Ainda sobre o conhecimento sobre a rastreabilidade, Barcellos et al. (2012) verificaram que 54,70% dos consumidores estavam cientes sobre o sistema de rastreabilidade de carne bovina brasileira (SISBOV). No entanto, uma parte significativa dos consumidores ainda não está ciente do SISBOV, o que pode ser explicado pela falta de mecanismos institucionais para informar o público sobre rastreabilidade.
O principal atributo responsável pela tomada de decisão da compra da carne por 68,53% dos consumidores com maiores níveis de escolaridade e 54,90% com menos escolaridade é o selo de garantia de origem; ainda, 55,88% dos consumidores com escolaridade até o segundo grau acreditam ser importante também o atributo local de compra (Tabela 4).
O conceito de rastreabilidade como sendo aquela que traz informações relacionadas ao sistema de produção e origem do animal é acreditado ser correto para 65,73% dos entrevistados com terceiro grau ou mais, enquanto o conceito sendo aquela fiscalizada pelo sistema de inspeção federal ou estadual é acreditado ser o correto para 73,53% dos entrevistados com até segundo grau completo. As chances dos consumidores que possuem graduação e pós-graduação saberem o conceito correto de rastreabilidade é 2,793 vezes maior do que os entrevistados que possuem escolaridade até o segundo grau completo (Tabela 4).
Apesar do conceito de rastreabilidade não ser bem conhecido para os entrevistados com menor grau de escolaridade, o conceito que eles escolheram traz uma impressão de segurança extra do produto, assim como relataram Schnettler et al. (2009) ao observarem um alto nível de concordância sobre a inclusão de um selo de garantia de qualidade no rótulo da carne, pois, embora o regulamento sobre a produção dos alimentos tenha que seguir procedimentos obrigatórios para assegurar a qualidade do produto, essas informações não são bem conhecidas pelos consumidores.

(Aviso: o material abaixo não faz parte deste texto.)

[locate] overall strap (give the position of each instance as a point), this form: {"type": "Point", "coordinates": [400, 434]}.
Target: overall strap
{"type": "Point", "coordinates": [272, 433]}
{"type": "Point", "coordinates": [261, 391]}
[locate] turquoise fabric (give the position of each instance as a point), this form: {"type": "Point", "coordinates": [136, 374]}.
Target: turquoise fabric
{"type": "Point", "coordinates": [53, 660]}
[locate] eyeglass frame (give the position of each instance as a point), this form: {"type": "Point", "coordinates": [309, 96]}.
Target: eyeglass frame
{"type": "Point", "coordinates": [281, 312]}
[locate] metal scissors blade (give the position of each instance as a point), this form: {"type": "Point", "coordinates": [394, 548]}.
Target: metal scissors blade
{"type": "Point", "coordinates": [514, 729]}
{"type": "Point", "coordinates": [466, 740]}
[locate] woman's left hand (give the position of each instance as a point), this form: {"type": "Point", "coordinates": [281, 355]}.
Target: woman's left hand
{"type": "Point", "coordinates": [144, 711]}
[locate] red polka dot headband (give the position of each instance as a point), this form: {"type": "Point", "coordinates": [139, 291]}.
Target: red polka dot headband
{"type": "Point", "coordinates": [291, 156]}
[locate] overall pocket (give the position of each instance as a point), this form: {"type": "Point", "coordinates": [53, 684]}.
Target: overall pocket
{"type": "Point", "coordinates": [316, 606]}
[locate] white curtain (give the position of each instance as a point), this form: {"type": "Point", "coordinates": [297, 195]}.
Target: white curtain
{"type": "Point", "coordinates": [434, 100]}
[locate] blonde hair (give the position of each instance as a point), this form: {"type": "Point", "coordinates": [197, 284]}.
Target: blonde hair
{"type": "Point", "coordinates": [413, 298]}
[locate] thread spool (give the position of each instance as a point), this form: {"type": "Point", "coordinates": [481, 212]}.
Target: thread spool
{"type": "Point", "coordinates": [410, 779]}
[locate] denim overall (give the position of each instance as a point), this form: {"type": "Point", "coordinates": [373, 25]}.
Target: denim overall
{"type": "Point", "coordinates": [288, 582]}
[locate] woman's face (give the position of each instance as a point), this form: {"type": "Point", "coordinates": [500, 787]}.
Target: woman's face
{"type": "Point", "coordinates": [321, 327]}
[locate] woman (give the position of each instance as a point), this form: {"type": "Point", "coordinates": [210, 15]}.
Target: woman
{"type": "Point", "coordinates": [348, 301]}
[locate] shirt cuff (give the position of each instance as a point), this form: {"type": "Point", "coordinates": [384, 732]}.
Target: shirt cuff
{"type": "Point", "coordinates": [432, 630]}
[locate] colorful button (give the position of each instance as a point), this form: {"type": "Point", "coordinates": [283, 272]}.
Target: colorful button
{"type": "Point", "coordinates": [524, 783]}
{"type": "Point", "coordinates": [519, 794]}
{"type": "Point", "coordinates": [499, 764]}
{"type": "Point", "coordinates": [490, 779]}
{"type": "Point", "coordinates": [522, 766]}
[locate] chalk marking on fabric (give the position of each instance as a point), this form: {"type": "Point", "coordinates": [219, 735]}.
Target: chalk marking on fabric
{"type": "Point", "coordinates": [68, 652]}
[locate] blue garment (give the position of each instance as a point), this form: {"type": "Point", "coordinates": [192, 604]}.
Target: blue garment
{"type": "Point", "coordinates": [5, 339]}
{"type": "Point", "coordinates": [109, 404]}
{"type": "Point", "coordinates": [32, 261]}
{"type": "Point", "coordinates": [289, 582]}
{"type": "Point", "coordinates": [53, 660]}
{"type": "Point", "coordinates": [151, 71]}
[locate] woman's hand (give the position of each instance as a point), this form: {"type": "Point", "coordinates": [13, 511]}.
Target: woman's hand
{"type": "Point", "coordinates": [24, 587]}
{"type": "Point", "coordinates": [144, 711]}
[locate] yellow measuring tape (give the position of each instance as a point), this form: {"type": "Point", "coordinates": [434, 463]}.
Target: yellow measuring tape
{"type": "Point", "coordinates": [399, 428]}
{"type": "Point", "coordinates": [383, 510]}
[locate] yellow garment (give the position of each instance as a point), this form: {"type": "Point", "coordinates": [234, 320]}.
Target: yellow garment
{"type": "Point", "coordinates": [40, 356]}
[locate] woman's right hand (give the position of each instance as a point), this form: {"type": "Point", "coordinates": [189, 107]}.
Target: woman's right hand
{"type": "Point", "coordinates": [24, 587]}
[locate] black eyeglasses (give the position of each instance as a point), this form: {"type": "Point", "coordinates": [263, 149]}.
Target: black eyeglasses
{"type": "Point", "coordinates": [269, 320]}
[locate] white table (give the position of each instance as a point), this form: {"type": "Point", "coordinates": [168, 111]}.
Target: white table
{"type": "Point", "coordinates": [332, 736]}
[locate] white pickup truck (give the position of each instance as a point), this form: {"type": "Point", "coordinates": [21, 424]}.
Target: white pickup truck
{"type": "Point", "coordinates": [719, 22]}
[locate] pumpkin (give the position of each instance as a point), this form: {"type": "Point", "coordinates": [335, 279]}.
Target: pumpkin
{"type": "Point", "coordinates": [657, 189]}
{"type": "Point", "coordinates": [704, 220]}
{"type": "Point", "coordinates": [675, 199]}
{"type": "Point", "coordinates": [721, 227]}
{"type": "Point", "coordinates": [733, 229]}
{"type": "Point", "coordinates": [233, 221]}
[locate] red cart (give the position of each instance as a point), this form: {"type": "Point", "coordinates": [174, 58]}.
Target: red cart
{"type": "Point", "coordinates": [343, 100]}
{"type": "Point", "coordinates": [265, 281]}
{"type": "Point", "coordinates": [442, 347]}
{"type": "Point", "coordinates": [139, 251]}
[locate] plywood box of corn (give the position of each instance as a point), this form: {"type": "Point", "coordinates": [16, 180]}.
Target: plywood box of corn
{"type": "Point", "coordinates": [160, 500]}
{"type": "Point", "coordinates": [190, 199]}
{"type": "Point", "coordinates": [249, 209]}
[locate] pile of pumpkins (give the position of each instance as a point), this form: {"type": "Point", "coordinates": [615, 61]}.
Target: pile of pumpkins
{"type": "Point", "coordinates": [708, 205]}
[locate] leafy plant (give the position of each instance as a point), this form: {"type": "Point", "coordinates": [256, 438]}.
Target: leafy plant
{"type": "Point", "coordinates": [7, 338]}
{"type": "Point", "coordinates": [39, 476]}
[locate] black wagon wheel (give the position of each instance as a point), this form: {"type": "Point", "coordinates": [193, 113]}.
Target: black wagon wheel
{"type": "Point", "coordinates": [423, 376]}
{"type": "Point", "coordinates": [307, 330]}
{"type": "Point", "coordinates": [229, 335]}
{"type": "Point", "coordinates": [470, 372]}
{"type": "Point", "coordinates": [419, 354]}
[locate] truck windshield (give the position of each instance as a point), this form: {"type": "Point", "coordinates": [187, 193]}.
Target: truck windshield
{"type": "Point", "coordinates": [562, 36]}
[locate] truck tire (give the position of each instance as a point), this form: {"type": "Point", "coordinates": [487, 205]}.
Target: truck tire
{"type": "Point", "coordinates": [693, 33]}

A maioria dos entrevistados com escolaridade até segundo grau completo (90,20%) e acima do terceiro grau (99,30%) concorda que a carne com certificação apresenta mais benefícios do que a carne tradicional (Tabela 4). Esses resultados são semelhantes aos verificados por Cunha et al. (2011), ao constatarem que os consumidores consideram que produtos com selo de garantia de origem são mais seguros, têm maior qualidade e são mais confiáveis.
CONCLUSÕES
Todos os fatores socioeconômicos (sexo, idade, renda e escolaridade) influenciaram na disposição de consumidores em adquirir carne bovina com certificação de origem. A maioria dos entrevistados do município de Belo Horizonte, Minas Gerais, conhece sobre carne bovina rastreada ou com certificação de origem, sendo que esses, em sua maioria, possuem renda familiar acima de sete salários mínimos, são graduados ou pós-graduados. Os atributos intrínsecos mais importantes na tomada de decisão da carne no momento da compra foram cor, maciez, odor e pouca quantidade de gordura; enquanto que os atributos extrínsecos mais importantes foram preço, selo de qualidade e carimbo do SIF.